What about Nir’s call for a “new sweeping standard”? Wouldn’t that help make contracts clearer? I suggest that we don’t need to create that standard, because it already exists. It’s my book A Manual of Style for Contract Drafting. It’s the only comprehensive guide to the building blocks of contract language. As I note in the introduction, “If you’re making decisions regarding contract language without consulting it, it’s overwhelmingly likely that you’re copy-and-pasting, relying on flimsy conventional wisdom, or improvising.”

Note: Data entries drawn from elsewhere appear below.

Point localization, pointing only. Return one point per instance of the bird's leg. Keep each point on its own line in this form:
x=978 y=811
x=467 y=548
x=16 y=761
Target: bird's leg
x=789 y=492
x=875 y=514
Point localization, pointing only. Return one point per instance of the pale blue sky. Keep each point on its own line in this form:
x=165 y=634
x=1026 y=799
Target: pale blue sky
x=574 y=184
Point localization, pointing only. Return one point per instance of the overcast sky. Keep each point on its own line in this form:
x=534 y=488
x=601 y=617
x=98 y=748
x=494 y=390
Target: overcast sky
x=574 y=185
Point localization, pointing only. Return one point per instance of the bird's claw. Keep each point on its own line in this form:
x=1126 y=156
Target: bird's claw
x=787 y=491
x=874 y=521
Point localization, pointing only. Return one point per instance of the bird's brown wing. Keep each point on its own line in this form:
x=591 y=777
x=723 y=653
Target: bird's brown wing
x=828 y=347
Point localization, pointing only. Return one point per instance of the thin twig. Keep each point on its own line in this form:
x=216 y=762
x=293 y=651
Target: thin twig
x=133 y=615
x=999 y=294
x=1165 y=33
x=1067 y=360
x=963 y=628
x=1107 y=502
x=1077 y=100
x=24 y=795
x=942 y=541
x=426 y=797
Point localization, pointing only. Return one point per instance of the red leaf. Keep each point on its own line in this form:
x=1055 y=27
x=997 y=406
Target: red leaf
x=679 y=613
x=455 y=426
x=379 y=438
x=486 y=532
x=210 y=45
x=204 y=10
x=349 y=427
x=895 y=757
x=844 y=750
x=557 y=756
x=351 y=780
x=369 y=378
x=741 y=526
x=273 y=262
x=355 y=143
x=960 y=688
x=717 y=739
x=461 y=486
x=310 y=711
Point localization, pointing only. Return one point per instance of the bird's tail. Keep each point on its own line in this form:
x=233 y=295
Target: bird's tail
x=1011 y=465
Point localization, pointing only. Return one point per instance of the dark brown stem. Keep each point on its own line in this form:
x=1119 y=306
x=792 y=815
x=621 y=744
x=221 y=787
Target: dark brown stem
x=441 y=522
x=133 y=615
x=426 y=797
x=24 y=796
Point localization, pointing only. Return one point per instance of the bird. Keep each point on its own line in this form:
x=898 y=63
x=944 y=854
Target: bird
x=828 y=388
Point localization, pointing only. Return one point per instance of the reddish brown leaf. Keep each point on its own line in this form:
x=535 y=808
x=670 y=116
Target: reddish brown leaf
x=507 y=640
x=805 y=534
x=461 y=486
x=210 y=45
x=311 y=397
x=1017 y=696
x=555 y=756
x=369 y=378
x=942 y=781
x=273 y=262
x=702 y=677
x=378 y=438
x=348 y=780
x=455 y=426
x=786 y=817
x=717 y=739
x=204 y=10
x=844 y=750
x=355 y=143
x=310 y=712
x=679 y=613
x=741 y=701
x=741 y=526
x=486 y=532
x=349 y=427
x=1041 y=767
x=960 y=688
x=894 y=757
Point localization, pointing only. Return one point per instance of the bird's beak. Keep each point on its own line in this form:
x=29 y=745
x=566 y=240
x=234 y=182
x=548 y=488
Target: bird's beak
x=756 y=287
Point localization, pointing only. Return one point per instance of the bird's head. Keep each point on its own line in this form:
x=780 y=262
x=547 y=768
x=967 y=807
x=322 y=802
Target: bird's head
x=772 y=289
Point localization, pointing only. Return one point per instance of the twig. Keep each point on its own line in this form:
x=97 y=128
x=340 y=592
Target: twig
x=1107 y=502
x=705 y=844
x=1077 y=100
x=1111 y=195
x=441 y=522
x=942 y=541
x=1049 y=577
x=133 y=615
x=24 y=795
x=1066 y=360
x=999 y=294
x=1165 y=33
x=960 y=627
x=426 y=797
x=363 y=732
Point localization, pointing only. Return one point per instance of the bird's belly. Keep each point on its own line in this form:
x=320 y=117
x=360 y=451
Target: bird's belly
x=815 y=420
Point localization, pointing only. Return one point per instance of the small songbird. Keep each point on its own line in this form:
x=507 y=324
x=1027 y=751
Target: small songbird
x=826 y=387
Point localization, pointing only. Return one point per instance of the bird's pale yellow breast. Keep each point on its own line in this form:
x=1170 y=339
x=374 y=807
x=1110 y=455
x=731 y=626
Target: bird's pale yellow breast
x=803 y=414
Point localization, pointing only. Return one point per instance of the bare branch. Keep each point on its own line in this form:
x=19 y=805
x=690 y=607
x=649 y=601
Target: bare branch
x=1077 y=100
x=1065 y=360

I’d be the first to acknowledge that MSCD isn’t easy. It’s 584 pages of analysis and guidelines, some of it mindbendingly complicated. Well, that’s unavoidable. It’s hard to write clearly: it’s always been the case that clarity for the reader requires a hard slog by the writer. Writing contracts clearly is particularly hard, given the limited and stylized nature of contract prose and given what’s at stake. (But those who don’t do the bulk of the drafting could do with a simpler guide. That’s why I’m writing one; see this post.)
If you want clear contracts, there’s no alternative to having a firm command of the building blocks of modern contract prose. For example, infographics and “visualization” doubtless have a role in some kinds of transactions, but they’ll always be secondary to text. And “smart contracts” allow contracts to be self-executing, but they don’t absolve the parties from the task of expressing their deal in contract prose.
But command of the building blocks is just one part of what’s involved in drafting clearer contracts, namely the how-to-say-it part. The’re also the what-to-say part, which involves figuring out the deal terms. There’s plenty of potential for streamlining transactions.
Beyond that, clear contracts also a matter of process. Unless you give drafters an efficient way to capture the precedent-driven nature of transactional work, you’re dooming them to copy-and-pasting, on faith, from precedent contracts and templates of questionable quality and relevance.
“Artificial intelligence”—having the machines pick your contract language—isn’t a solution, as it leads to garbage in, garbage out. Instead, what’s required is a marriage of simple technology and strong editorial control, in the form of a system that allows users to create contracts by completing an annotated online questionnaire. The system would pull together and adjust preloaded language.
If you’re an organization with sufficient deal volume, sufficient deal value, and sufficient need for customization, it would make sense to implement such a system. But for the rest of us, what’s required is a subscription library of automated, customizable templates of basic commercial documents. It should be created and maintained by someone with suitable credentials, so the library is not only reliable but is seen to be reliable. Nothing like that currently exists, at least nothing satisfactory. Let’s see what the future hold.
4 thoughts on “You Want Contracts to Be Simple? Aim for Clarity and Efficiency Instead”
This reminds me of the famous John Adams quip in a letter to Thomas Jefferson: I’m sorry for writing such a long letter; I didn’t have enough time to write a short one.
When someone asks me to write a simple contract, I explain, as you do, that simplicity comes in two flavors: expressing the deal clearly and concisely, and leaving stuff out that otherwise describes the deal. When put that way, most clients understand that doing the former is what they really want.
Of course, people from a civil law background have different assumptions about what you need in a contract, but most of those with a degree of sophistication understand that contracts drafted from a common-law perspective are typically more involved.
‘What’s written with ease is read with difficulty’. The four cardinal virtues of contract drafting are accuracy, clarity, concision, and (Mark Anderson’s term) coherence. Simplicity is, so to speak, off-topic. Anyone dissatisfied with an accurate, clear, concise, coherent contract because it’s not ‘simple’ is chasing something other than good drafting.
I’m sure you know that “smart contracts” are not really contracts at all in any meaningful sense. They are just “if… then…” statements in executable computer code.
Your last paragraph appears to be calling for something like a modern version of the Encyclopedia of Forms and Precedents.